Python performance profiling¶
It is important to generate a profile of code performance to understand where to focus optimization efforts. A useful guide to optimization of python code in general, and SciPy/NumPy in particular, is: http://scipy-lectures.github.io/advanced/optimizing/.
Function-level profiling¶
Consider the code in mosaic.py
.
To profile it:
python -m cProfile -o cprofile-mosaic.dat `which mosaic.py` \
/data3a/work/price/SUPA-MIT/rerun/cosmos --id field=COSMOS \
filter=W-S-I+ expTime=120.0 --clobber-config
Then, in a Python session:
import pstats
p = pstats.Stats("cprofile-mosaic.dat")
p.sort_stats("cumulative").print_stats(30) # Print top 30 cumulative
The results are:
n calls (6698794 primitive calls) in 36.536 seconds
Ordered by: cumulative time
List reduced from 4671 to 30 due to restriction <30>
ncalls tottime percall cumtime percall filename:lineno(function)

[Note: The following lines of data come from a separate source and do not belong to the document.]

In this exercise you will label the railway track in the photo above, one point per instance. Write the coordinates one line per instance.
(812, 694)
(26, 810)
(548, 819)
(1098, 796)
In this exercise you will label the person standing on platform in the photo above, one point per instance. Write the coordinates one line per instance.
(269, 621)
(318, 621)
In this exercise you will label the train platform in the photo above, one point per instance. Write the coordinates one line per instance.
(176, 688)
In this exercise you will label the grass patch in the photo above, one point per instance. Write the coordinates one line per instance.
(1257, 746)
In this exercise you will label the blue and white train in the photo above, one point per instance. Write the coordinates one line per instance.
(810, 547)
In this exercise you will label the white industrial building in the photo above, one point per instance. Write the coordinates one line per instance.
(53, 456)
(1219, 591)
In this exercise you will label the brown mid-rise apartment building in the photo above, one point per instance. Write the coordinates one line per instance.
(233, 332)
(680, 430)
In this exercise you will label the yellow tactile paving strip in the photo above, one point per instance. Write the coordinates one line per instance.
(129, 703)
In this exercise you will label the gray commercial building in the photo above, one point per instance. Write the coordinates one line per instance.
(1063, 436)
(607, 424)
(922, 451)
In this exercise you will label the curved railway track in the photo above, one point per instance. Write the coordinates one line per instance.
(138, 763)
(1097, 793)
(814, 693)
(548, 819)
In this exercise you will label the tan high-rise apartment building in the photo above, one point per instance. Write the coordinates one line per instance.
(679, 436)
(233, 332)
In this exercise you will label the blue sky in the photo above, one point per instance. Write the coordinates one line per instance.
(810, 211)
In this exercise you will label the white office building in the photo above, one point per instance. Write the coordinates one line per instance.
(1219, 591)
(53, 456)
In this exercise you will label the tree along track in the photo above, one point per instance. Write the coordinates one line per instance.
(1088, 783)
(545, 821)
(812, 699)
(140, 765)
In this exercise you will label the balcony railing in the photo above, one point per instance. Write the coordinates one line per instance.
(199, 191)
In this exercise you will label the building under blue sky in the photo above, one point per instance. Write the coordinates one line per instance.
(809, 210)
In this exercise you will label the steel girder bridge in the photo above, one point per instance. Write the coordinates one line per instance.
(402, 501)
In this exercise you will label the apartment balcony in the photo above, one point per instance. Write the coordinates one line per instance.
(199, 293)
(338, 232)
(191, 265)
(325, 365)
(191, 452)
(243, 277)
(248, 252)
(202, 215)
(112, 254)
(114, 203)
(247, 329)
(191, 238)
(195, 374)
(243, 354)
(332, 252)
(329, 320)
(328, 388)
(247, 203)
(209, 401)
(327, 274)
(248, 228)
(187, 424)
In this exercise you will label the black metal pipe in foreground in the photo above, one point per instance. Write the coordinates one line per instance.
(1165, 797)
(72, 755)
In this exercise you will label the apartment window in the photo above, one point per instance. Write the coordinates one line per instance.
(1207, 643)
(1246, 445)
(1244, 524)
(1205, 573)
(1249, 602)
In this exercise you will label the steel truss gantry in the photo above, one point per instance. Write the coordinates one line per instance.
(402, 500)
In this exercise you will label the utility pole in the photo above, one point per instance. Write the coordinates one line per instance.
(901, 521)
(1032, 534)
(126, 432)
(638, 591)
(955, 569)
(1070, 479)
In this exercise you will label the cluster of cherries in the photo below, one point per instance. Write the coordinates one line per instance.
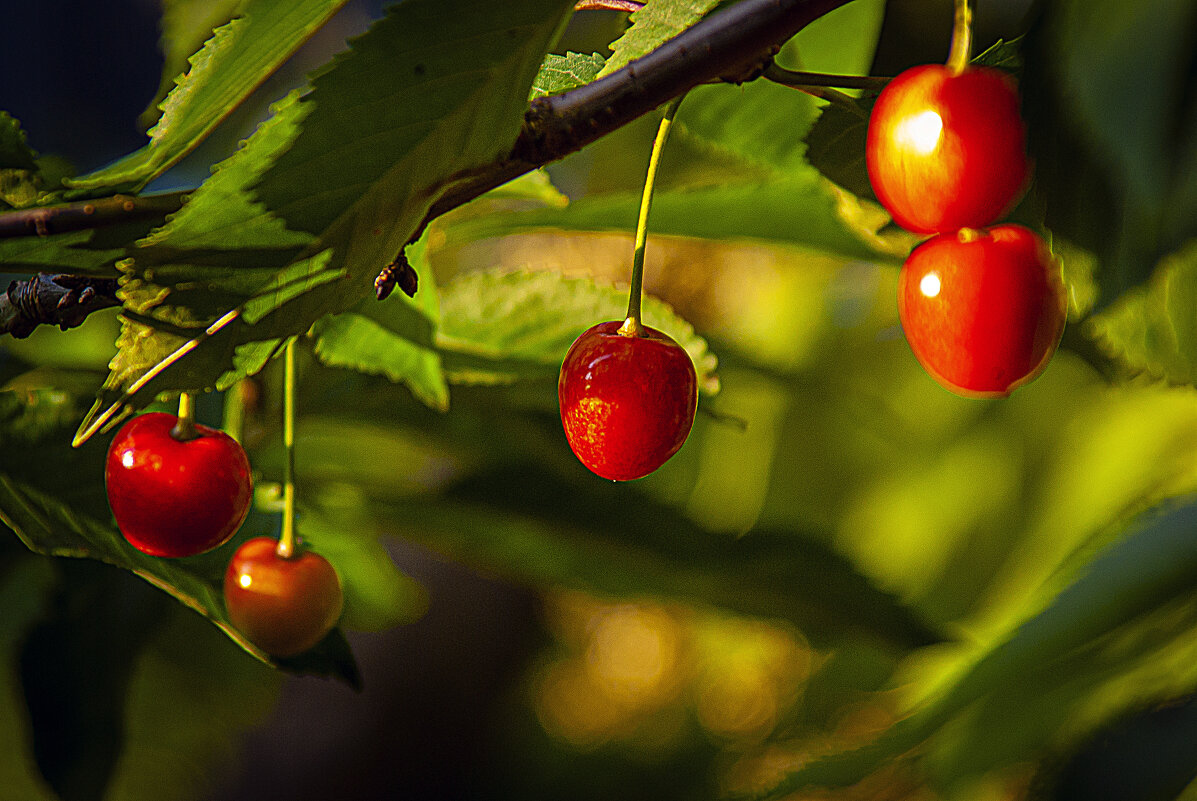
(983, 309)
(178, 490)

1 0.004 0.004 36.538 36.538 /home/price/hsc/meas_mosaic/bin/mosaic.py:3(<module>)
1 0.000 0.000 34.707 34.707 /data1a/ana/products2.1/Linux64/pipe_base/HSC-2.4.1a_hsc/python/lsst/pipe/base/cmdLineTask.py:243(parseAndRun)

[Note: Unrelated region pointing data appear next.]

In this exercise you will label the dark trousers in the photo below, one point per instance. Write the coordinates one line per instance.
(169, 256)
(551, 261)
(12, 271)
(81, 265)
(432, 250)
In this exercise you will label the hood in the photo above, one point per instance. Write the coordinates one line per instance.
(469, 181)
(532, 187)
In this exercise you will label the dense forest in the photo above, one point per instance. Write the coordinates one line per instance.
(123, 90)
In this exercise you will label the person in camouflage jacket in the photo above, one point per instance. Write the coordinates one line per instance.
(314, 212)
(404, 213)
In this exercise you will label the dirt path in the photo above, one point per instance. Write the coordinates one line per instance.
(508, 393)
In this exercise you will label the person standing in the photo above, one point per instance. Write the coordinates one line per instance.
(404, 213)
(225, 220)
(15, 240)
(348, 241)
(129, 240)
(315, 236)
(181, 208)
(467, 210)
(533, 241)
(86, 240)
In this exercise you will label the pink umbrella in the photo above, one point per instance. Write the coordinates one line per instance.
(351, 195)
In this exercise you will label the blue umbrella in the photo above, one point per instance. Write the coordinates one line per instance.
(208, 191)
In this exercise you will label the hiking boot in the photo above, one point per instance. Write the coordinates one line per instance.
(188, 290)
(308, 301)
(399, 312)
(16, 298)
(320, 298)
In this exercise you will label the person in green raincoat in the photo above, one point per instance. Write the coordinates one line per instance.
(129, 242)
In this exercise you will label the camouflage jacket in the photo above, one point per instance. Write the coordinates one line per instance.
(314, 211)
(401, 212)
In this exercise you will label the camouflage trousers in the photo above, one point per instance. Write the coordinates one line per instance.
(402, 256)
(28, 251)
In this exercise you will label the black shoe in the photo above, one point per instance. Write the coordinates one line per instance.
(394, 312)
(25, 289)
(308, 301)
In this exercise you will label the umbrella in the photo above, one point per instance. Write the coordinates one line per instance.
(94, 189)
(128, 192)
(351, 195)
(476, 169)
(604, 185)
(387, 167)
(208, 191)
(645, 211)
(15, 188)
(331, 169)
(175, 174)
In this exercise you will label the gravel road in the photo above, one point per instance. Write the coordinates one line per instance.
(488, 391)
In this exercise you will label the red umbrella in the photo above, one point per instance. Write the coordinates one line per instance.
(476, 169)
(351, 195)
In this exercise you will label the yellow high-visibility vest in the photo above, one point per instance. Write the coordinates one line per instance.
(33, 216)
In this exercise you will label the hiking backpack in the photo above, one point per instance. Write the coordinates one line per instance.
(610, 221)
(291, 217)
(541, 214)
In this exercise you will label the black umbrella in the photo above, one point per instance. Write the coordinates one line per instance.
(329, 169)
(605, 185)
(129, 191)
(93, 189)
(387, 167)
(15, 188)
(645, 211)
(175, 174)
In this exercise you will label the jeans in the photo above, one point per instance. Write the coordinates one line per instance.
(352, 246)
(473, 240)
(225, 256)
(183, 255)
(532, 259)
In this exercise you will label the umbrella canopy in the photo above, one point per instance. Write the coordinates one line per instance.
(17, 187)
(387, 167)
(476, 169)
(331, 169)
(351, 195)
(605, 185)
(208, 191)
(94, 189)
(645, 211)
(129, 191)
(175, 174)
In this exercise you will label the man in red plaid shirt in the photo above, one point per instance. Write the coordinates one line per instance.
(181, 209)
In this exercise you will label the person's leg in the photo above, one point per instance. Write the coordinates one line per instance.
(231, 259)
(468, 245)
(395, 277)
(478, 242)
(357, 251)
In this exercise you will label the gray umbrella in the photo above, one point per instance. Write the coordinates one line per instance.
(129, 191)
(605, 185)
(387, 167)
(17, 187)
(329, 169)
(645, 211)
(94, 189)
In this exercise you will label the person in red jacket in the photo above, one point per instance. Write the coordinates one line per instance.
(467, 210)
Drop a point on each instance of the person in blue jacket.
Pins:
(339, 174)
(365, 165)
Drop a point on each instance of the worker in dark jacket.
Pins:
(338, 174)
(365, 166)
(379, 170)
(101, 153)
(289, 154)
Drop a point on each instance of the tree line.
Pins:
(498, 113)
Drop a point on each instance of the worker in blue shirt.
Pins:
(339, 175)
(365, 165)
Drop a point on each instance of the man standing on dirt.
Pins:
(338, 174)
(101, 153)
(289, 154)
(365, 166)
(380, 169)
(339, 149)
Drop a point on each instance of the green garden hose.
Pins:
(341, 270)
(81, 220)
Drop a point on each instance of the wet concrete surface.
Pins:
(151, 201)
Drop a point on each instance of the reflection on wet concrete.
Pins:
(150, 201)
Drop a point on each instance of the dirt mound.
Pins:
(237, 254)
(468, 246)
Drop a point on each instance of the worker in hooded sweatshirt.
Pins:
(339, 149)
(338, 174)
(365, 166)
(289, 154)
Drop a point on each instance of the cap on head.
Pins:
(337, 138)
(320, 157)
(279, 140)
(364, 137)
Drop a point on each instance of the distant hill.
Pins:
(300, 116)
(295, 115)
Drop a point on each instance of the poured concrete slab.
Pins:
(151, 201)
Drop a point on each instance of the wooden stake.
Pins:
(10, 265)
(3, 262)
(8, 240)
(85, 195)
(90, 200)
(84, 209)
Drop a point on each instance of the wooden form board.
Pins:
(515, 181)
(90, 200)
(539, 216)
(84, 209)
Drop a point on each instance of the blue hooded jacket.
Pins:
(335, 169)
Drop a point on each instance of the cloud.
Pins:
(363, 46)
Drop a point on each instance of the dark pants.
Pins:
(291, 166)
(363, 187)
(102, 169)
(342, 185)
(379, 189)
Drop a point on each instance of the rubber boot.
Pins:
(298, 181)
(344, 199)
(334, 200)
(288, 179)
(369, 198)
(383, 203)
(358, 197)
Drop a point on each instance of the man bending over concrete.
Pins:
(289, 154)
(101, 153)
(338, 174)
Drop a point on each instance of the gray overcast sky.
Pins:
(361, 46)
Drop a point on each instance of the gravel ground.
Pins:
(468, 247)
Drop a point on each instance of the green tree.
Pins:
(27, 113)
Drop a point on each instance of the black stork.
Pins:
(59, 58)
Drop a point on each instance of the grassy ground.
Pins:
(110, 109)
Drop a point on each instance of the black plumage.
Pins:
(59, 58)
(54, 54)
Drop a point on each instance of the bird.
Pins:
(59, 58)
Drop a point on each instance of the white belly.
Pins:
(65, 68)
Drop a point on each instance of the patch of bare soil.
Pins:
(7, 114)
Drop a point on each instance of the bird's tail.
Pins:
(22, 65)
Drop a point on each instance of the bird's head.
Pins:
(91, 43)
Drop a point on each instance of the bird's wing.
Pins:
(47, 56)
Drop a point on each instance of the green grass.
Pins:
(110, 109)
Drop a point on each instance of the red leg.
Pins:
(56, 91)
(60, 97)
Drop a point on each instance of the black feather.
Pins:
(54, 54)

1 0.000 0.000 34.324 34.324 /data1a/ana/products2.1/Linux64/pipe_base/HSC-2.4.1a_hsc/python/lsst/pipe/base/cmdLineTask.py:87(run)

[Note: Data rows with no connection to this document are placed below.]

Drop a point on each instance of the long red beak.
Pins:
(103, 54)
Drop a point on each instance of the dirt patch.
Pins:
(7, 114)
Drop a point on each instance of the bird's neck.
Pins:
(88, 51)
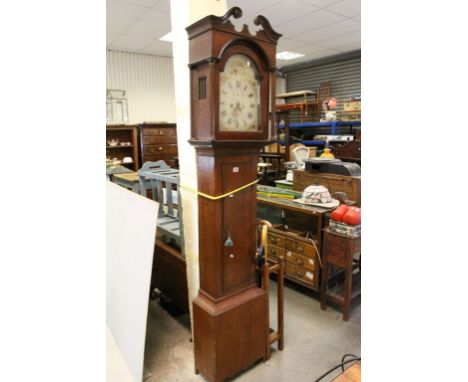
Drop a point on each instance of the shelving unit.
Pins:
(308, 126)
(124, 133)
(308, 103)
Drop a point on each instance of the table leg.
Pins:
(323, 289)
(347, 292)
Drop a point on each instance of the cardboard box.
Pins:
(352, 105)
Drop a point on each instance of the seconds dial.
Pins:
(239, 95)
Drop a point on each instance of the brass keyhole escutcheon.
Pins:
(228, 242)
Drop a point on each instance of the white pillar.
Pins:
(183, 14)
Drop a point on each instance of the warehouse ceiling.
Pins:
(314, 28)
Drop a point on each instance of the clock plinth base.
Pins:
(229, 335)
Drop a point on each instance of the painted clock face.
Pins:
(239, 103)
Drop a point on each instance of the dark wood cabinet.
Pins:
(300, 254)
(126, 137)
(158, 141)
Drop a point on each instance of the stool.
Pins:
(338, 252)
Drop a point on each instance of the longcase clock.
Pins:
(232, 106)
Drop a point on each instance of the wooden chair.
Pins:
(323, 93)
(163, 178)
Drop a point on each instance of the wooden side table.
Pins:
(338, 251)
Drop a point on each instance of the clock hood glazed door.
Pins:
(239, 96)
(243, 96)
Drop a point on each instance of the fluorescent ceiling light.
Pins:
(167, 37)
(288, 55)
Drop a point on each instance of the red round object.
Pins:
(352, 216)
(337, 215)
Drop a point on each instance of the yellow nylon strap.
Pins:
(188, 188)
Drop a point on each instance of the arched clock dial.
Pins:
(239, 104)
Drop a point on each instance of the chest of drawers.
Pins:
(302, 263)
(158, 141)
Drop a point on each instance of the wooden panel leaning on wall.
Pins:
(158, 141)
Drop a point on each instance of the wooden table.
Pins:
(316, 212)
(131, 181)
(352, 374)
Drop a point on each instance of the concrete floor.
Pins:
(315, 341)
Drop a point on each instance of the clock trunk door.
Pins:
(239, 214)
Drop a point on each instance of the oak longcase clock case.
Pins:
(232, 109)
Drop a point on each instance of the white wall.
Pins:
(149, 82)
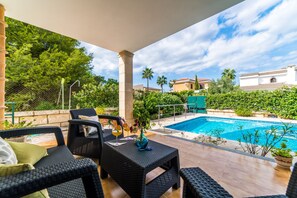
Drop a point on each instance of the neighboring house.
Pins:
(269, 80)
(143, 88)
(189, 84)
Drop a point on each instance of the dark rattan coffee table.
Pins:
(128, 167)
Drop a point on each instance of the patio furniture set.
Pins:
(64, 176)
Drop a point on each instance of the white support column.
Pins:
(2, 65)
(126, 85)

30 0.000 0.000 34.317 1.144 {map}
1 0.000 0.000 34.303 34.303 /home/price/hsc/meas_mosaic/python/lsst/meas/mosaic/mosaicTask.py:45(__call__)
1 0.073 0.073 34.303 34.303 /home/price/hsc/meas_mosaic/python/lsst/meas/mosaic/mosaicTask.py:1112(run)
1 0.176 0.176 34.230 34.230 /home/price/hsc/meas_mosaic/python/lsst/meas/mosaic/mosaicTask.py:950(mosaic)
1 2.404 2.404 25.686 25.686 /home/price/hsc/meas_mosaic/python/lsst/meas/mosaic/mosaicTask.py:268(readCatalog)
360 0.740 0.002 20.289 0.056 /home/price/hsc/meas_mosaic/python/lsst/meas/mosaic/mosaicTask.py:205(getAllForCcd)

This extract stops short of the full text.